The purpose of our administration’s plan is not to give states and districts a reprieve from accountability but, rather, to unleash energy for reform at the local level even as Congress works to rewrite the law. It’s a meaningful step to help educators, parents and community leaders transition from today’s stifling, top-down approach toward a climate of locally designed innovation and excellence.
The Senate is “working” on a bill and Senator Harken remains optimistic that lawmakers can complete it. The House chair, Representative Kline, however, has been emphatic that they will not have a complete bill, but plan on filing several smaller bills dealing with several aspects of NCLB. The critical accountability measures like AYP (Adequate Yearly Progress) or the looming 2014 deadline for 100% proficiency are not among the planned House bills for action this summer.
The states have been pleading for regulatory relief for some time now. In fact, just last month the state of Montana hurled its own gauntlet down to Secretary Duncan. State superintendent Juneau said to Duncan, in a letter which she hand-delivered, that she would not raise the target for AYP for the upcoming school year as required by law. The state had set a path to reform for itself incorporating the elements required by the Race to the Top competition. “I’m not asking permission,” Juneau said in an interview. She said it’s “unfair” to make schools work on both the old priorities of the No Child Left Behind law and the new priorities set by the Obama administration.
Another revealing case is the Montgomery County story. For over a decade this 22,000 student district has been developing and refining a peer evaluation and assistance program called P.A.R. (Peer Assistance & Review). The success of the program has relied upon a deep trust between all parties. The district recently turned down a substantial Race to the Top grant because Secretary Duncan refused to waive the requirement that student test scores be incorporated into the evaluation system in spite of the successful track record of Montgomery County system.

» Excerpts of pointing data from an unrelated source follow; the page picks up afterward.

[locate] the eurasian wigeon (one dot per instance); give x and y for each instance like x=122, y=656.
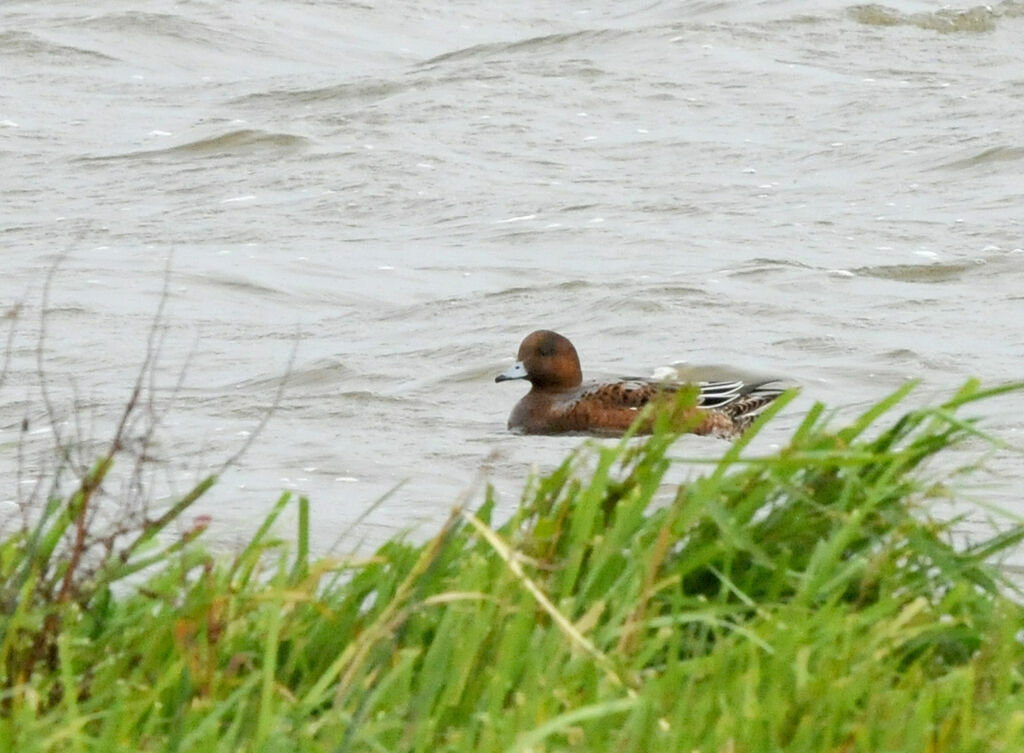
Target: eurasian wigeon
x=559, y=402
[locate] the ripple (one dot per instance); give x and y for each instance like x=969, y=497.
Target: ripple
x=243, y=141
x=946, y=21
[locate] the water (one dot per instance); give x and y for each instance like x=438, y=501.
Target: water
x=828, y=192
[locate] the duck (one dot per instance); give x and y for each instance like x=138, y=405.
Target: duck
x=560, y=403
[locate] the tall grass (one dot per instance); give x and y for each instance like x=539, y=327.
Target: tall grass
x=800, y=601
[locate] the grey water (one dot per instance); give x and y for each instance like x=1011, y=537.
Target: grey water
x=397, y=194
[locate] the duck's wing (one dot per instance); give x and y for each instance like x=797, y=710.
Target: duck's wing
x=739, y=401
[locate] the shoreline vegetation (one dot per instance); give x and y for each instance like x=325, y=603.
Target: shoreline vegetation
x=801, y=601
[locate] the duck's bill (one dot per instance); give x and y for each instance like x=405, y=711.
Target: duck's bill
x=518, y=371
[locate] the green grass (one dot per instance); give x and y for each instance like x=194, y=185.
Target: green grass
x=800, y=601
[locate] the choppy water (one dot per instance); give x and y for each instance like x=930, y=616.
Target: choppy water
x=826, y=191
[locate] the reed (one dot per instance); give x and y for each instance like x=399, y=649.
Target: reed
x=802, y=601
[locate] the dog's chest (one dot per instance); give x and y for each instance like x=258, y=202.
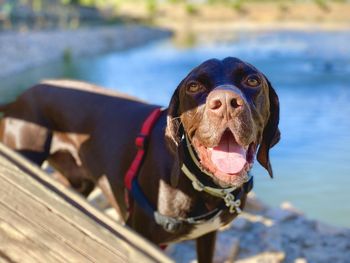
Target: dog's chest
x=200, y=229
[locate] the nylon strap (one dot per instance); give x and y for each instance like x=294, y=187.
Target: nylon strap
x=140, y=143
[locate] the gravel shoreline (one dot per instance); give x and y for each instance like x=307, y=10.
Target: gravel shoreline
x=22, y=50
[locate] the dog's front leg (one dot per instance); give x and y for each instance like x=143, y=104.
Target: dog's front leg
x=205, y=247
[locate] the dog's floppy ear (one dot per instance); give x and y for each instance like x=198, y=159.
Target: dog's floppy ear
x=172, y=131
x=271, y=134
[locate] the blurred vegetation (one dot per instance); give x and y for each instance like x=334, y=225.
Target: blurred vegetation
x=73, y=13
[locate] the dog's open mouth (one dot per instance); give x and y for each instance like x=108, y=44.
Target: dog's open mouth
x=228, y=161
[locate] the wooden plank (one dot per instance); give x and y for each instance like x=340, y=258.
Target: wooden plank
x=42, y=221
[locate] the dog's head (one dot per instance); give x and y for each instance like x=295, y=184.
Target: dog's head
x=230, y=113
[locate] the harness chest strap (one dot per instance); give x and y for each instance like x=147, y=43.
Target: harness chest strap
x=140, y=142
x=171, y=224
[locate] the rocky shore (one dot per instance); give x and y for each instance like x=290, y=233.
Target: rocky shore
x=264, y=234
x=274, y=235
x=23, y=50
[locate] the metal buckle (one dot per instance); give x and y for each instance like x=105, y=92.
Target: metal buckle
x=232, y=203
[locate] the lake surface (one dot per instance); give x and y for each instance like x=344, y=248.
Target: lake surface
x=311, y=74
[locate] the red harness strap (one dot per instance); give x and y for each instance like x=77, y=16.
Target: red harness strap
x=140, y=144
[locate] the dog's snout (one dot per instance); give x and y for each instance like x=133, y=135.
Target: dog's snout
x=222, y=101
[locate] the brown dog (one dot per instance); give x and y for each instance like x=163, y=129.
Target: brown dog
x=195, y=171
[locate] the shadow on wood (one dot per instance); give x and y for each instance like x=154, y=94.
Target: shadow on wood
x=42, y=221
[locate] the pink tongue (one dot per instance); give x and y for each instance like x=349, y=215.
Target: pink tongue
x=229, y=157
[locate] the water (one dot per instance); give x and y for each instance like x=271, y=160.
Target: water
x=311, y=74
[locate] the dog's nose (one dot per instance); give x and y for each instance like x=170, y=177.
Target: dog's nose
x=221, y=101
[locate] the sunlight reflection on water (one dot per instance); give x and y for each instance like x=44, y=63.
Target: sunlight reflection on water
x=311, y=73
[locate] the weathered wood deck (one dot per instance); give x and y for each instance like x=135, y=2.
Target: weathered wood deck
x=42, y=221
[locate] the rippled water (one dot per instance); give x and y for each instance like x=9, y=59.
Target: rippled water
x=311, y=74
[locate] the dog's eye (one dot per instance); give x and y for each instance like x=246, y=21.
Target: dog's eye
x=253, y=81
x=194, y=87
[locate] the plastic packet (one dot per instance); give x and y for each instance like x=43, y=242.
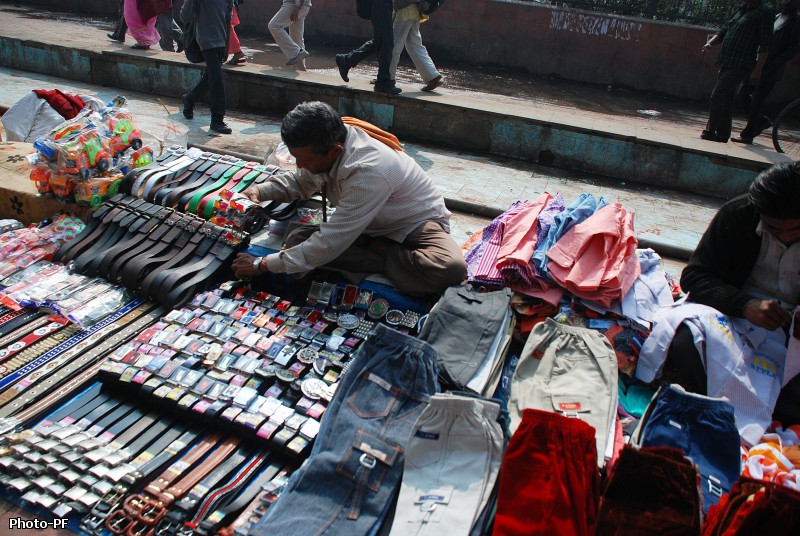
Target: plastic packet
x=28, y=274
x=282, y=158
x=100, y=307
x=80, y=297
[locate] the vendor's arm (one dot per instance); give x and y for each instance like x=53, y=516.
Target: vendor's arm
x=363, y=196
x=724, y=258
x=284, y=187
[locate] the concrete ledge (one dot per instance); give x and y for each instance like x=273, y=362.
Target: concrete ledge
x=566, y=141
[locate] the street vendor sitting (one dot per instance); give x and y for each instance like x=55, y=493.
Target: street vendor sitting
x=389, y=218
x=732, y=337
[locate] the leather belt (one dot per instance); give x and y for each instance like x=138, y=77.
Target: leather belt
x=211, y=187
x=117, y=227
x=140, y=513
x=148, y=224
x=240, y=181
x=18, y=319
x=158, y=192
x=181, y=194
x=217, y=518
x=148, y=462
x=177, y=168
x=101, y=218
x=193, y=508
x=135, y=179
x=43, y=365
x=56, y=322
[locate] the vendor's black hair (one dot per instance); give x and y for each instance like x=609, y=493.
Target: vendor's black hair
x=314, y=124
x=776, y=191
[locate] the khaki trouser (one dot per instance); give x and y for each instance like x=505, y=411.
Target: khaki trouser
x=428, y=260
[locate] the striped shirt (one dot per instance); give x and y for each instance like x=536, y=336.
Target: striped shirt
x=376, y=190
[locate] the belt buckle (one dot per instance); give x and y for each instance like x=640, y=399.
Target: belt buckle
x=119, y=522
x=152, y=511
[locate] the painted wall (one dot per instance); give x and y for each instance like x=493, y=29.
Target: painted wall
x=577, y=45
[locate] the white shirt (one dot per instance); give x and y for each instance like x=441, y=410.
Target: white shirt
x=376, y=190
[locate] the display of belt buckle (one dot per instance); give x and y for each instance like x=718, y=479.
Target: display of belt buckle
x=98, y=454
x=70, y=476
x=75, y=439
x=43, y=481
x=21, y=484
x=65, y=432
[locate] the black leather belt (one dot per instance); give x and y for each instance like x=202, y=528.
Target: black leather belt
x=174, y=197
x=42, y=366
x=47, y=391
x=221, y=516
x=152, y=218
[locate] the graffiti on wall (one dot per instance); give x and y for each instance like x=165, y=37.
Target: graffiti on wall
x=625, y=30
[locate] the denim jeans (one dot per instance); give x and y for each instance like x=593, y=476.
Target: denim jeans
x=356, y=463
x=703, y=428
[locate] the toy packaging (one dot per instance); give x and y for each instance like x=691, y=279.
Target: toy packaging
x=86, y=157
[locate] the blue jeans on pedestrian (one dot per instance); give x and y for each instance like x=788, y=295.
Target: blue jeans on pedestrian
x=704, y=429
x=356, y=464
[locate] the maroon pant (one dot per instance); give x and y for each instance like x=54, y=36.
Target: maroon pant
x=651, y=491
x=754, y=508
x=549, y=478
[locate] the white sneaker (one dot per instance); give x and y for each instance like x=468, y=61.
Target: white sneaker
x=300, y=56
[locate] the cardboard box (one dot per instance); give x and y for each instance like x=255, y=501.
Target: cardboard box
x=18, y=196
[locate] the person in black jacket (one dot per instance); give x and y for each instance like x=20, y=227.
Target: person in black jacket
x=747, y=265
x=379, y=12
x=783, y=47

This is just the kind of dogmatic imposition of leveraged reform notions that give the lie to much of Mr. Duncan’s rhetoric about flexibility. Although the department has been vague about specifics, they have indicated that they will be developing a “basket of specific strategies” that states requesting relief will be required to implement.
As desperate as states may be, this looks to be a definite case of “caveat emptor” —
let the buyer beware.
Hmmm…I thought bullying was against the law?
Good observation. It most certainly is bullying and In this case it may well be against the law. NCLB, does allow the Secretary to grant waivers. It does not, however, allow him to use the waiver process to force states to accept or implement conditions, in this case reforms, that are not currently in NCLB. Rep. Kline (R-MN), chair of the House Education Committee recently sent a letter to Secretary Duncan requesting a formal explanation of where in the law he sees the authority to grant his vision of waivers.